Vladimir Putin was the skunk at the party in the West after his annexation (or repossession, depending on how you look at it) of Crimea. Europe declared that borders cannot be changed by fiat or troops. The US pressed for heavy sanctions.

The Russian intervention in Syria, primarily against al-Qaeda and to prop up the regime of Bashar al-Asad, substantially changed the conversation. The intervention was criticized for not focusing on Daesh (ISIL, ISIS) but rather on the northwestern front that is dominated by al-Qaeda in Syria (the Nusra Front) and its allies. Some of those de facto allies are “vetted” groups that receive CIA arms via Saudi Arabia, and Russia occasionally bombed them along with al-Qaeda.

Then last fall as Russian airstrikes coordinated with the Syrian Arab Army pushed al-Qaeda to the far north of Latakia Province toward the rugged Turkish border, and endangered Turkmen rebels against the Syrian regime that had made a battlefield alliance with al-Qaeda.

Turkey is backing these Turkmen rebels, who speak a language close to that of Turkey itself and who have adopted a strong Muslim fundamentalist ideology. It was unacceptable to Ankara that Russia was bombing them to smithereens and defending the al-Assad regime. So the Turkish air force shot down a Russian bomber.

In the meantime, the US CIA and its Saudi ally continued to funnel weapons to the remnants of the Free Syrian Army, most of them Muslim Brotherhood, even as at least a few of them continued to cooperate with al-Qaeda on the battlefield.

Putin reacted to Turkey’s startling attack on its air force by pulling out Russian tourists and forbidding charter flights to Turkey. Some 5% of the Turkish economy is tourism, and some important portion of that is Russian tourists. Suddenly, Antalya on the Mediterranean coast was a ghost town. Putin also cancelled some other forms of economic interchange, even down to vegetables.

Turkey’s president, Tayyip Erdogan, seemed surprised that Putin would react this way to the shoot-down (Russia also suffered from these forms of economic boycott). But he persevered in his Syria policy, of trying to overthrow al-Assad and of supporting fundamentalist rebels.

This week both Turkey and the US came to Putin to deal.

Turkey apologized for shooting down the Russian bomber. And in response, Putin lifted the ban on tourist charter flights. All this was in the works already, possibly brokered by Israeli prime minister Binyamin Netanyahu. But Russians’ return to the beaches is now especially important. If any Russian tourists now come back to Turkey, they will be especially welcome given the Istanbul airport attack, which will drop tourism like a stone.

Then President Obama offered to share US intelligence on the whereabouts of al-Qaeda, the Nusra Front, if Russia would promise to stop bombing US-backed rebels. (Russia maintains that the latter are so closely intertwined with al-Qaeda that it can’t distinguish the two from the air).

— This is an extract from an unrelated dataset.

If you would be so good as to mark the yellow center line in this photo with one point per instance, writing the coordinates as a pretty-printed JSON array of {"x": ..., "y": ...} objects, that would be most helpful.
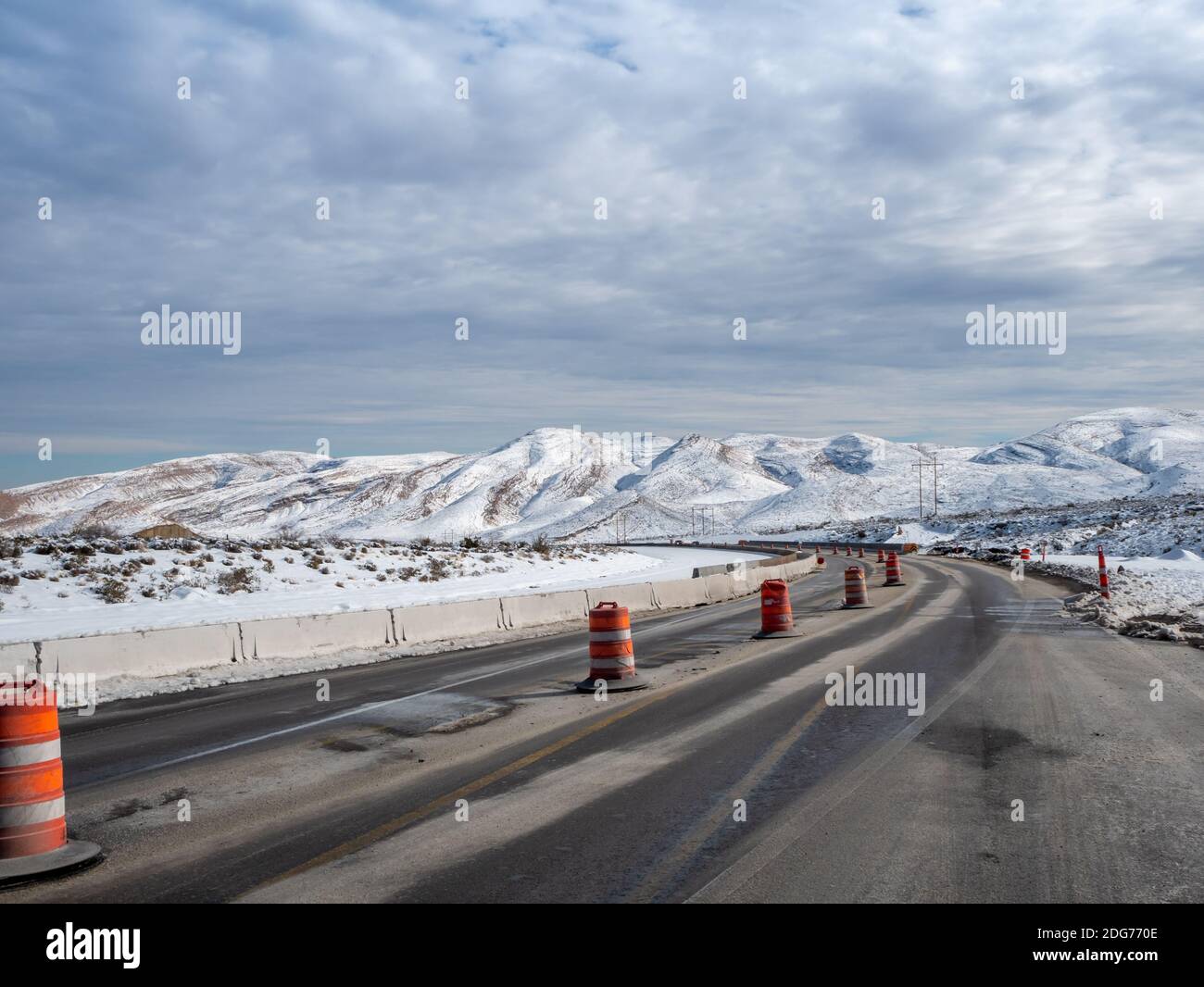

All this does raise the question of why, if the US has such good intelligence on al-Qaeda in Syria, it isn’t bombing the group itself. After all it pledged allegiance to Ayman al-Zawahiri, the mastermind of the September 11 attacks. Sec. Kerry has admitted that it has proved difficult to separate the US-backed fundamentalists from al-Qaeda. Maybe it is just me, but maybe that is an indication that the US should change its policy.

In the poker game being played in Syria, Russia now has the winning hand.